I haven't read all the intervening posts, but I still wanted to chime in as a response to the initial post in the thread because this is something I base a lot of trades on.
I have this rough principle that guides some portion of my entries that has to with a kind of theory of the evolution of market movements on short time frames. Basically, something that has been working consistently will draw a lot of traders over time into the setup. And that, over time, creates a kind of self-fulfilling prophecy in terms of the setup appearing, but not necessarily working.

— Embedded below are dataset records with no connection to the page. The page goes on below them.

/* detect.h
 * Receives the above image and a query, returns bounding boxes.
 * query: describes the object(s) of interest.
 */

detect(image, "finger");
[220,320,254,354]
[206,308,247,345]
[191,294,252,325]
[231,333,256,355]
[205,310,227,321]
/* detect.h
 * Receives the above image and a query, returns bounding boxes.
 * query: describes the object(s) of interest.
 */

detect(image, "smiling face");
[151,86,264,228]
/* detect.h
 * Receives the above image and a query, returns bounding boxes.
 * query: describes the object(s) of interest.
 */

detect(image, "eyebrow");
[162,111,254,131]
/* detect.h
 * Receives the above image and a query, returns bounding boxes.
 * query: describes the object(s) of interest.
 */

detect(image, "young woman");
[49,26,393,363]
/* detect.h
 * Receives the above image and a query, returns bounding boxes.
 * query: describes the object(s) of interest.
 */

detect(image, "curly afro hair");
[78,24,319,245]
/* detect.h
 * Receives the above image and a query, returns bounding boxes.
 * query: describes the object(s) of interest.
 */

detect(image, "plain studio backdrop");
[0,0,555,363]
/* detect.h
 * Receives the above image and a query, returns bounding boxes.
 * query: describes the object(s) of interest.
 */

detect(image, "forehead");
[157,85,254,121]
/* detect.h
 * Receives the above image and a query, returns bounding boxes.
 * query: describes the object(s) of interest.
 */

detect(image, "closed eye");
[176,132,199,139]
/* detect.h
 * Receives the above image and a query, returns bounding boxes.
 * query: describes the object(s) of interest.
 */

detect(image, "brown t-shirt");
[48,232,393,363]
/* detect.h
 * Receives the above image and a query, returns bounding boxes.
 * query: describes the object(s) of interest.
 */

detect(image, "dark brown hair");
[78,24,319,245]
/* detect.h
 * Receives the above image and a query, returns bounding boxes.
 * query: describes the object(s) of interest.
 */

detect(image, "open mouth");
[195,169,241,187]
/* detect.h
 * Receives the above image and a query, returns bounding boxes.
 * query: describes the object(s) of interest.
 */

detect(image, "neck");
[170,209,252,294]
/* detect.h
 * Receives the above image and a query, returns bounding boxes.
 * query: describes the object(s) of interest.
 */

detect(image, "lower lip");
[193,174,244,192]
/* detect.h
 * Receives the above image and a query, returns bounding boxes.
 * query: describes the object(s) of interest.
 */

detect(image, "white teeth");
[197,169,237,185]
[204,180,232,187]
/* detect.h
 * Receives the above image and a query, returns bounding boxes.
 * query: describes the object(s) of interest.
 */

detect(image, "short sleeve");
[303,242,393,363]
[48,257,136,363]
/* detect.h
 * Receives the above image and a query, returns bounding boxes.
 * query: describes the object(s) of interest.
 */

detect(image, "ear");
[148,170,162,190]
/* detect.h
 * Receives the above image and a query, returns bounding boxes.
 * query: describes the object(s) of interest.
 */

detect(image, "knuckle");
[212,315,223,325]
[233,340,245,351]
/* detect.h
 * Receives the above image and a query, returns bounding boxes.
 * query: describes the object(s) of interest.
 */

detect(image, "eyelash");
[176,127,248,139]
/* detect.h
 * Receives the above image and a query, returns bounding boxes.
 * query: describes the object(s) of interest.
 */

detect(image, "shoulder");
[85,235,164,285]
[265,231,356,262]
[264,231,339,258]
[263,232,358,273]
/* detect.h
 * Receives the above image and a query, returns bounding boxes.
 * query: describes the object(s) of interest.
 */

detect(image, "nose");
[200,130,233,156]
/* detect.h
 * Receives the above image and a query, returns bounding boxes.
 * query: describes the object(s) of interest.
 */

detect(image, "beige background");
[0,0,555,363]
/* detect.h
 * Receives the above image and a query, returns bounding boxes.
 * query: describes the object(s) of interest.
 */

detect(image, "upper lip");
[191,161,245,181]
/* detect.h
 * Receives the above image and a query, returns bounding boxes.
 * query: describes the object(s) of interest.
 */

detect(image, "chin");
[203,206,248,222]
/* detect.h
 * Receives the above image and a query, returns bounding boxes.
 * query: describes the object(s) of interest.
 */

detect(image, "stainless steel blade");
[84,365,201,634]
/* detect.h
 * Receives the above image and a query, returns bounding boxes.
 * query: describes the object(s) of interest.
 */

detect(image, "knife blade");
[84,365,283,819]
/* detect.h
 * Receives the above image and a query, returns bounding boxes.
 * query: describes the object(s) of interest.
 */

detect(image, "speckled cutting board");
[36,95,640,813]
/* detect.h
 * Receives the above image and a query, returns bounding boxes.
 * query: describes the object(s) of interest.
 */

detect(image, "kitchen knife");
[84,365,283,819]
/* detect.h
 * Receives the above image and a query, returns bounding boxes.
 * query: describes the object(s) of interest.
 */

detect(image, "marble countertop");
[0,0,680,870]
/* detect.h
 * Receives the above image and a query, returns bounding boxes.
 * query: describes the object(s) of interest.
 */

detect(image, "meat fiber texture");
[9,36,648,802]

A good example is something I did a lot during the period from early Nov 2008 through April 2009 in the leveraged ETFs in the financial sector, and also in the spoos. It was a setup I called "in the pocket". Anytime there was a sudden sharp drop (and, if you recall, there were an awful lot during that period), as soon as we got a bounce, I would wait for the market to try to pound down into the body of that bounce (mostly watching 1-min charts when trading this). The assumption was that a ton of shorts would pile in looking for the continuation move. I would just start buying about half way back down the lows, scaling, maybe taking 5-10 contracts, then adding a few more, then doubling up. As soon as saw any sign of support in that "pocket", I would hit the gas pedal and load up. The result was some of the best returns I ever saw as these types of patterns would bend and squeeze out all the shorts. Even if it didn't continue a lot after popping, I was still banking a good return.
But over time, I think lots of other traders started to put big risks on in the same area (b/c you could see this sort of thing going on time and time again).
Because of that, the "signs of support" part of the pattern became suspect because it became the self-fulfilling prophecy I talked about above: in other words, short-leashed traders were making the support buying "in the pocket"...rather than shorting. So, of course, that pattern became the best short you could imagine, as that sign of support only meant that a bunch of short-term traders were loading up long in the face of real sellers. The result was a few bad losers on something that had been working again and again in the recent past.
I think this sort of thing is going on all the time -- the shift from one side to the other in a particular setup. The market teaches you what to do, and by the time the lesson is clear, it's no longer correct.
This is a big stumbling block for the program trading crowd.
I think thinking in these terms (what is creating the essence of the setup, and is it getting too popular so as to be self-fulfilling in its appearance) is hugely important. There comes a point when fading what's been working is the right thing to do simply because it isn't made of the same underlying dynamic.